1. The problem statement, all variables and given/known data

2. Relevant equations

3. The attempt at a solution

When the system is in air

$d \sin {\theta} = n \lambda$ .....(1)

When the system is in water and slit separation is 2d,

$\mu 2d \sin {\theta} = n \lambda$ .....(2)

$\tan {\theta} = \frac y D$ .....( 3)

Taking d<<D, $\tan {\theta} \approx \sin {\theta}$ .....(4)

$\frac { n \lambda }{ 2 \mu d} = \frac { y} D$ .....(5)

$y = \frac { n \lambda D }{ 2 \mu d}$ .....( 6)

Fringe width $= \frac { \lambda D }{ 2 \mu d}$ .....(7)

Now, $\frac { \lambda D}{ d} =s$ .....( 8)

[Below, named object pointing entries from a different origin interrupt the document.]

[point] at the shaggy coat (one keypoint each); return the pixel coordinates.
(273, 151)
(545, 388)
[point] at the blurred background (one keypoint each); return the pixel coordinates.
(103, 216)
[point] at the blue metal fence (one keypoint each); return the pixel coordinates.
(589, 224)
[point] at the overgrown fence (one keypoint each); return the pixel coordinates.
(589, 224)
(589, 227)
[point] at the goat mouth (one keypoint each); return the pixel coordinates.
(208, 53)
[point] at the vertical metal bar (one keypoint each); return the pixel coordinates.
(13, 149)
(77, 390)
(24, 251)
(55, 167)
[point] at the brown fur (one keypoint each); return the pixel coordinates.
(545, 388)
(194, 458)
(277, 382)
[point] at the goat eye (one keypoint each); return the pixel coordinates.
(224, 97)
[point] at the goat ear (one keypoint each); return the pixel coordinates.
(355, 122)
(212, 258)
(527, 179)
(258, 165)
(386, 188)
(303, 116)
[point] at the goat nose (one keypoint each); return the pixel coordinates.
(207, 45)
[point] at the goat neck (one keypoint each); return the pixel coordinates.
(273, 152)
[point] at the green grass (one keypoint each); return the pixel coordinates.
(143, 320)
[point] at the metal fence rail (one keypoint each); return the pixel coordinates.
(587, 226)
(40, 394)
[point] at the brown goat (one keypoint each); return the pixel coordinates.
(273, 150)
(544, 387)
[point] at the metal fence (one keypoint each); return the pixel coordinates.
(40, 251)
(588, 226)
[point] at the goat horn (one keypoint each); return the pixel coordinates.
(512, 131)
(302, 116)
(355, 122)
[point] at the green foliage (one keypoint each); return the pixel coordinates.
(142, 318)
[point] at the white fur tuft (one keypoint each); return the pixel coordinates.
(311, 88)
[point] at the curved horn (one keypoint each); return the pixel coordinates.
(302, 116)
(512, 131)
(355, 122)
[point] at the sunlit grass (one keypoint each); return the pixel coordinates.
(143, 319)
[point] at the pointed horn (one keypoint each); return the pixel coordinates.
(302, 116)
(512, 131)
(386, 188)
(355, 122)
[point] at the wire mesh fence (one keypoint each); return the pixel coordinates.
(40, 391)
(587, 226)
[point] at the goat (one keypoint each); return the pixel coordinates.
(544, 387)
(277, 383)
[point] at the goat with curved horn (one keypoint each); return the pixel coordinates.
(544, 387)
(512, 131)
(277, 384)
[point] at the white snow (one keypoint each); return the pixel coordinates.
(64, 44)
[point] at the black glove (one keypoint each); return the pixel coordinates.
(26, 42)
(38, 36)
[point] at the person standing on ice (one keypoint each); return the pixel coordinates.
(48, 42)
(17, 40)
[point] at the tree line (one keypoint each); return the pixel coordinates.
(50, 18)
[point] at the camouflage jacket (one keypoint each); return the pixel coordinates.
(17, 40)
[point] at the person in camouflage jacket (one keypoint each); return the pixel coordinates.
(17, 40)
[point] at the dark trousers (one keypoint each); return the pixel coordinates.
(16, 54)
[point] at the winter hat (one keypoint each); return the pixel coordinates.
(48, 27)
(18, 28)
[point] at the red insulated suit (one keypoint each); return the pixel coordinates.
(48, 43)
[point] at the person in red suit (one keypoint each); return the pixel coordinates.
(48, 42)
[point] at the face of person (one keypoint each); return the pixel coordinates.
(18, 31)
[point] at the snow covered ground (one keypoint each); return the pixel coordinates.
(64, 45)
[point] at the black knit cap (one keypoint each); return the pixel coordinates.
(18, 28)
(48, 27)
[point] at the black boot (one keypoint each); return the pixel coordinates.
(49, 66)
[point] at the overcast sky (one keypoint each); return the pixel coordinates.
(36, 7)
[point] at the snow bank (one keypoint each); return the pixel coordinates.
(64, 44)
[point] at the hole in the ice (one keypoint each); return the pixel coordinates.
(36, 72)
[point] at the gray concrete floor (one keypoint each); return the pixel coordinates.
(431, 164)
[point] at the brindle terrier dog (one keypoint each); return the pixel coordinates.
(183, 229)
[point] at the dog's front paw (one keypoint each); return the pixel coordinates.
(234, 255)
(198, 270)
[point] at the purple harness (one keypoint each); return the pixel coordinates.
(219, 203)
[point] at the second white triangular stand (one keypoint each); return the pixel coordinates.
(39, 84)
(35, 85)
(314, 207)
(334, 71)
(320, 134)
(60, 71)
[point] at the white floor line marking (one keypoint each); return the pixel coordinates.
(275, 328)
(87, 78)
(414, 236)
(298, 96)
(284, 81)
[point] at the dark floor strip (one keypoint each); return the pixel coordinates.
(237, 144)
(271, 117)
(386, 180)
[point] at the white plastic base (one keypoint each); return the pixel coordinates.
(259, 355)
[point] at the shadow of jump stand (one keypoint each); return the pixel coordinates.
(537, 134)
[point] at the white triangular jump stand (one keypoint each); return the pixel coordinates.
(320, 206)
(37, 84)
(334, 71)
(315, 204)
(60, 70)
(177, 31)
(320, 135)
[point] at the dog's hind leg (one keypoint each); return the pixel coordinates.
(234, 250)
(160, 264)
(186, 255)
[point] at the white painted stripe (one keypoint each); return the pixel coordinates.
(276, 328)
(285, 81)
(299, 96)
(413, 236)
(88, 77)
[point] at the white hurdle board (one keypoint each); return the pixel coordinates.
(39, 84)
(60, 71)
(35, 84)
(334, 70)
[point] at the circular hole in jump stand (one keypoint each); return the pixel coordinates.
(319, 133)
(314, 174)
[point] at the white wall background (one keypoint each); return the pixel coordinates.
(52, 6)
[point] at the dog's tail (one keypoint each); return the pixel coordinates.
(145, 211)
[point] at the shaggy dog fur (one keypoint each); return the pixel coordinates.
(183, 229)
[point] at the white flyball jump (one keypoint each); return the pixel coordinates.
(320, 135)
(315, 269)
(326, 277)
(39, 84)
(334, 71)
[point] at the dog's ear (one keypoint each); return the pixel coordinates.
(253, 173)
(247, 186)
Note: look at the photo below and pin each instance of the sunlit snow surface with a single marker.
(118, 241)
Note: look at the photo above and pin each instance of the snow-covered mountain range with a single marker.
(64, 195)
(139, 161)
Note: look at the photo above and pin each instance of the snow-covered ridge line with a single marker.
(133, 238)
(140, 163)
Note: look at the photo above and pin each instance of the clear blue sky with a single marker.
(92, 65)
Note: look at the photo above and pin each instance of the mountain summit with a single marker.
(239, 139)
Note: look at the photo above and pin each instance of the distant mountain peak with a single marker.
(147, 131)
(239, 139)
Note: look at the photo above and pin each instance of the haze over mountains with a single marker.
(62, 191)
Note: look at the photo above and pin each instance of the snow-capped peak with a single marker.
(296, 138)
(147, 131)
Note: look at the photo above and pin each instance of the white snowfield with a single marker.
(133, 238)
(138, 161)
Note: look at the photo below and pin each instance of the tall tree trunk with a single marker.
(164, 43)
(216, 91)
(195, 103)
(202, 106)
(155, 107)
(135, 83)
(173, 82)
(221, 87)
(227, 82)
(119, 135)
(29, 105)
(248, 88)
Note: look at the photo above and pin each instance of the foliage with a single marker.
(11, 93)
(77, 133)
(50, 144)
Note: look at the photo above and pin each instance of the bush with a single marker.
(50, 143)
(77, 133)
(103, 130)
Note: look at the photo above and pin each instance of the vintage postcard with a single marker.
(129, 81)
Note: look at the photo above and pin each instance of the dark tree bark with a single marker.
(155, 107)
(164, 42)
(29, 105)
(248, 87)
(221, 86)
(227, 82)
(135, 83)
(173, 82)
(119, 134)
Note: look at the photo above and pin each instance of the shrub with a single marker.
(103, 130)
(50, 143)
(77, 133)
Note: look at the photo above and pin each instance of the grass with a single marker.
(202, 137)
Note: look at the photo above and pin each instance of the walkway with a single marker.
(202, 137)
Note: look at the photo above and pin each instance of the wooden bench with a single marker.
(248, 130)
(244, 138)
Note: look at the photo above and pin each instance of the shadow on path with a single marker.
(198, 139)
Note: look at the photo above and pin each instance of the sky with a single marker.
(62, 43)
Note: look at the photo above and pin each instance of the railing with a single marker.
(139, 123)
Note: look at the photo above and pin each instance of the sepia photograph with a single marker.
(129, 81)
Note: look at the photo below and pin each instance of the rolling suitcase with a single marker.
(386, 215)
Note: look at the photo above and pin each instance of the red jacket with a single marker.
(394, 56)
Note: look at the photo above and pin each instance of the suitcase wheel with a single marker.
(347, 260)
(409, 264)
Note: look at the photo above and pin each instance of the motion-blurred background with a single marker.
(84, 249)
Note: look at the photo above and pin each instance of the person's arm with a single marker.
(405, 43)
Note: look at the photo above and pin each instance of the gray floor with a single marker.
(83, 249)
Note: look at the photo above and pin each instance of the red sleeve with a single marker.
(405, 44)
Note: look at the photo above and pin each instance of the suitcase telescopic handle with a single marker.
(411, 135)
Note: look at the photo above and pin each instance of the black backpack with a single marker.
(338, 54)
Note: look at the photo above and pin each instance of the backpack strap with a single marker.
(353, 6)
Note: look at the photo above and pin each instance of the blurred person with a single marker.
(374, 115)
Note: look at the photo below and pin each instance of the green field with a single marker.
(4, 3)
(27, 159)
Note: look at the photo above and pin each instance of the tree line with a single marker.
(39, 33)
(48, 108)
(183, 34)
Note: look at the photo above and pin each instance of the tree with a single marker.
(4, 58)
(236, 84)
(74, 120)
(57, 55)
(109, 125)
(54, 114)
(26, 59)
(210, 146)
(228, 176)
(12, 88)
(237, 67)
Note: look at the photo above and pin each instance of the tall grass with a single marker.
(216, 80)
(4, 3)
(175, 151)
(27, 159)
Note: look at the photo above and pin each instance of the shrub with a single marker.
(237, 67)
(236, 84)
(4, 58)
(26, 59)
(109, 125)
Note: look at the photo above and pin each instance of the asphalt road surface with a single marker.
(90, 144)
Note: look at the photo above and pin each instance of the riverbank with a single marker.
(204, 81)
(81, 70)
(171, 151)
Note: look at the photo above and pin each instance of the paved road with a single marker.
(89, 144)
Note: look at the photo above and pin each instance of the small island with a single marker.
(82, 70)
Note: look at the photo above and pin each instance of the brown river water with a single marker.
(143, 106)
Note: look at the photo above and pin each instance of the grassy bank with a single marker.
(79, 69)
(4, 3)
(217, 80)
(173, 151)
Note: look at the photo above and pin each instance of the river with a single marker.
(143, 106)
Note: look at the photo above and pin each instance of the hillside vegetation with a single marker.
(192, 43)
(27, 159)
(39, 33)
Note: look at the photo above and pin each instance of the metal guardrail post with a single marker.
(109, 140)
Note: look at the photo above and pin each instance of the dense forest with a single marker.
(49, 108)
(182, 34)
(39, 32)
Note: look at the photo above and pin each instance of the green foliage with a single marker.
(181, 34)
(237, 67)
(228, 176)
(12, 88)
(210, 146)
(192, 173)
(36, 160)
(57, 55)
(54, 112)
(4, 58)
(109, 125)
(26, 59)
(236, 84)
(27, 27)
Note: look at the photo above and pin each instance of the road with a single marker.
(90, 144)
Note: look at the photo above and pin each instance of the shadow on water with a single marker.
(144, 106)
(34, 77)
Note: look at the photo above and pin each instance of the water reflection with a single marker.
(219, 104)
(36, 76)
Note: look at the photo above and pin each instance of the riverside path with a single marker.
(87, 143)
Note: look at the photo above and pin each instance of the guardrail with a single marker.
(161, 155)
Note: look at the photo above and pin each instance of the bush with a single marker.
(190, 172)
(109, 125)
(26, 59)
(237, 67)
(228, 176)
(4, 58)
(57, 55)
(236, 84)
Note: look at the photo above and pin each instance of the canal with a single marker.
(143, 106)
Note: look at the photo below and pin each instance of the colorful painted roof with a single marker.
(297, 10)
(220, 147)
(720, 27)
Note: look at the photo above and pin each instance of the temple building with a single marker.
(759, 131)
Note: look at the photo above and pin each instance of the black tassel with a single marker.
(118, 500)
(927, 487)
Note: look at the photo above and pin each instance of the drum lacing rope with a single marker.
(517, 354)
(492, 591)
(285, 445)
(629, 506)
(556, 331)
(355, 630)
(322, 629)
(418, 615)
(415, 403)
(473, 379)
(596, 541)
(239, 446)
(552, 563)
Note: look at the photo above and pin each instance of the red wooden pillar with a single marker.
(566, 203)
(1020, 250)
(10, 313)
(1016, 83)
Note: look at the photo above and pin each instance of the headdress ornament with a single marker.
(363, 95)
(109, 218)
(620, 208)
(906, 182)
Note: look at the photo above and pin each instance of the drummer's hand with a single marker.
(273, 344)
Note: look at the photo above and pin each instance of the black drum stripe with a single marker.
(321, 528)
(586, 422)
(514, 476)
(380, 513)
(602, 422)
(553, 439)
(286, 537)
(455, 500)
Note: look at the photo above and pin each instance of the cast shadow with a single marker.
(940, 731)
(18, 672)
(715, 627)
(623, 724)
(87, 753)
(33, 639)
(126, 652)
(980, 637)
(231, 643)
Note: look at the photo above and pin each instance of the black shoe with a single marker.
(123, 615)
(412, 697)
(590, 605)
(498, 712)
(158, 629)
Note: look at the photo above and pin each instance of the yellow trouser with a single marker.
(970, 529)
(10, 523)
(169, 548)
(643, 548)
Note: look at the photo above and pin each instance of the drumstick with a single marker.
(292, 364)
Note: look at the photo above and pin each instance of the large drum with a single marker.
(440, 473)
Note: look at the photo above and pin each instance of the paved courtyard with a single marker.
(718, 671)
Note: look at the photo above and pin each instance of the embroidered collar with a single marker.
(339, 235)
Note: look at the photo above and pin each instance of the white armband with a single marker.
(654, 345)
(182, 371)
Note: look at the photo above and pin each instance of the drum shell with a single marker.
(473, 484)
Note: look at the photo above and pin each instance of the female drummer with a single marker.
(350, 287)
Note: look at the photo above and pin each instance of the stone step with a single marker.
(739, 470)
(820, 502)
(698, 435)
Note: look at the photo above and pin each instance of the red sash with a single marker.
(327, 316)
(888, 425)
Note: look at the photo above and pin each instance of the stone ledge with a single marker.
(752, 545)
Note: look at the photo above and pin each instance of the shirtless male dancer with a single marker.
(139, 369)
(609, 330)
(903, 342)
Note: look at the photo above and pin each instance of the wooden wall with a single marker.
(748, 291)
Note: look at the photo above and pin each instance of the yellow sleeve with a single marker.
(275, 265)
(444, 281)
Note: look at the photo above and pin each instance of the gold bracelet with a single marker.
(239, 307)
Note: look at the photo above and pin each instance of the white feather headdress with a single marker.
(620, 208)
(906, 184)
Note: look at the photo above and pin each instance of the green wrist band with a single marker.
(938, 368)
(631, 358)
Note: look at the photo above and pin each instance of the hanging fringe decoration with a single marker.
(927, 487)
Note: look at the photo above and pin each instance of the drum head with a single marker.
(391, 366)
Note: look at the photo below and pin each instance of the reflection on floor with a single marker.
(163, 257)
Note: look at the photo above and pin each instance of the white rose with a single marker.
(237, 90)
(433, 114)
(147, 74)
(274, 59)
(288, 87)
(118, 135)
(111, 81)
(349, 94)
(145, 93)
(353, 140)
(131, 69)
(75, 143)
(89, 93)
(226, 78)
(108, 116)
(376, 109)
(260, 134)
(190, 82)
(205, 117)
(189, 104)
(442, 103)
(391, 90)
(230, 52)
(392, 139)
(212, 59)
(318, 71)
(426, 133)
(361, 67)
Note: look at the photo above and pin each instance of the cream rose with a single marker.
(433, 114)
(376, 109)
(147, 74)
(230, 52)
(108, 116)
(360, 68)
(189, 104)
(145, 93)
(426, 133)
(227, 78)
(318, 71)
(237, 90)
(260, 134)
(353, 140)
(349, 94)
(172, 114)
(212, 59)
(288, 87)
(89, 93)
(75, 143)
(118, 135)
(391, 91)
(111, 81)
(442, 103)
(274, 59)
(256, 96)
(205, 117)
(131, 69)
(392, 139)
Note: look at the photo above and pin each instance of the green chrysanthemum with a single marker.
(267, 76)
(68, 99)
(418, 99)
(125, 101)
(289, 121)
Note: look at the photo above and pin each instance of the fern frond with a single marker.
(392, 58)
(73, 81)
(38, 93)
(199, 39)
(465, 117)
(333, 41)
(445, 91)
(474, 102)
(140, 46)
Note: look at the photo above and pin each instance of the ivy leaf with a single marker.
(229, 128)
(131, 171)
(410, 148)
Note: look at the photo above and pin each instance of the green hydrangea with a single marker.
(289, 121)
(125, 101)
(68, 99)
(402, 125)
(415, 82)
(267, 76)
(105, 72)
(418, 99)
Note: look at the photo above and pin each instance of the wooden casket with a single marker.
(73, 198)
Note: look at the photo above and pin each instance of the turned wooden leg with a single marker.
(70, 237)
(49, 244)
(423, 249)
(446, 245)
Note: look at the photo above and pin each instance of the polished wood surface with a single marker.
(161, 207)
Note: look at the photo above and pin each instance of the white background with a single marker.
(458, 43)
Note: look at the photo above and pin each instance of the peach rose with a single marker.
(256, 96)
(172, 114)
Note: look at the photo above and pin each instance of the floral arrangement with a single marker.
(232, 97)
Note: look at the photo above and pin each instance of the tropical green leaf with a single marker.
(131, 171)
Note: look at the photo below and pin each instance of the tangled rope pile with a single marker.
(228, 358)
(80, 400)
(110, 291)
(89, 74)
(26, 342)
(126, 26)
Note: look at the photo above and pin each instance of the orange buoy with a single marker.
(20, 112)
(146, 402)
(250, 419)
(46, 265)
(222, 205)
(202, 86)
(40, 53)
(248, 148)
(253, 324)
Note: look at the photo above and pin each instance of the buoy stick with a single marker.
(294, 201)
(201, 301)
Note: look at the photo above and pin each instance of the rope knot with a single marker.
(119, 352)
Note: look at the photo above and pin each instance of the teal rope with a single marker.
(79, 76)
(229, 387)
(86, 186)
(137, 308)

Fringe width $= \frac { s }{ 2 \mu } = \frac { 3s} 8$

So, the correct option is (e).

Is this correct?

2. Dec 22, 2017

### ehild

Correct. Nice work!

3. Dec 22, 2017

### Pushoam

Is there any easier way to solve it?
Or one has to go through all of those steps for solving the above question.

4. Dec 23, 2017

### ehild

Was not it easy? You presented a nice solution, every step explained and clear.

5. Dec 23, 2017

### Pushoam

It was a multiple choice question. So, I was looking for a shorter way.

6. Dec 23, 2017

### ehild

Most steps were explained during the class to you, so it was not needed to write down. You have the formula for the distance between nearest interference fringes, and it is proportional to lambda and inversely proportional to d. s' / s = λ'/λ d/d' The wavelength in a medium is the vacuum wavelength divided by the refractive index. So s'/s=(3/4) x (1/2 ).